Zukunftsweisendes Klima-Projekt in Gladbeck-Brauck und Butendorf

Im November 2019 ist in Gladbeck der Startschuss für die Planung und Umsetzung des Leuchtturmprojekts „Klimarobustes Modellquartier“ als Teil der regionalen Zukunftsinitiative ‚Wasser in der Stadt von Morgen‘ gefallen. Mit dem Modellvorhaben werden erstmalig in Gladbeck Klimaschutz- und Klimafolgenanpassungsmaßnahmen umfangreich in einem integrierten Ansatz in einem Quartier umgesetzt. Dabei sollen einerseits die baulichen Projekte modernen ökologischen, vehrkehrsplanerischen und städtebaulichen Ansprüchen gerecht werden und Bürgerinnen und Bürger andererseits durch Förderangebote in die Lage versetzt werden, in ein klimarobustes Zuhause zu investieren.

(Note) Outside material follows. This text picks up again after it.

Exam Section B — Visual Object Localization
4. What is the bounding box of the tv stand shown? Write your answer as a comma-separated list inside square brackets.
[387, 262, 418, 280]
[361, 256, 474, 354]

Das Projektgebiet erstreckt sich über Teile der Stadtteile Butendorf und Brauck. Auslöser dieses zukunftsweisenden Projektes sind sowohl Pläne der Stadtverwaltung zur umfangreichen Erneuerung der teilweise stark veralteten Kanalisation des Stadtteils Brauck als auch die hohen energetischen Einsparpotenziale in beiden Quartieren, welche sich vor allem aus den Baujahren und Typologien der Gebäude ergeben.

Abgrenzung Modellquartier und IC-Gebiet_2

Neben verschiedenen Fachämtern – insbesondere die Stadtentwässerung, die Stadt- und Verkehrsplanung sowie die Umweltabteilung sind beteiligt – wird der Planungsprozess durch ein externes Fachbüro begleitet, welches bereits eine Bestandsaufnahme sowie eine Stärken-Schwächen-Analyse durchführte und sich derzeit konkret mit der Identifizierung von Handlungsfeldern und der Entwicklung von Maßnahmen für die künftige Gestaltung des Quartiers beschäftigt. Dabei sollen wasserwirtschaftliche und energetische Aspekte ebenso betrachtet werden wie die ökologische und städtebauliche (Um-)Gestaltung von Verkehrs- und öffentlichen Flächen.

So ist im Quartier etwa die Errichtung eines modernen Abwasser-Trenn-Systems vorgesehen, bei welchem das Regenwasser separat gesammelt wird. Über Rückhalte- und Filteranlagen fließt das Regenwasser den Grünflächen, Bäumen, Grundwasser und dem Nattbach zu. Dieses Regenwassermanagement wirkt klimatisch bedingten Trockenperioden entgegen. Zudem wird ein integriertes energetisches Quartierskonzept erstellt, welches – wie auch bereits in den Stadtteilen Rentford-Nord und Stadtmitte geschehen – aufzeigt, inwiefern die Umsetzung von technischen und wirtschaftlichen Energieeinsparpotentialen im Quartier unter Beachtung städtebaulicher, denkmalpflegerischer, baukultureller, wohnungswirtschaftlicher, demografischer und sozialer Aspekte möglich ist.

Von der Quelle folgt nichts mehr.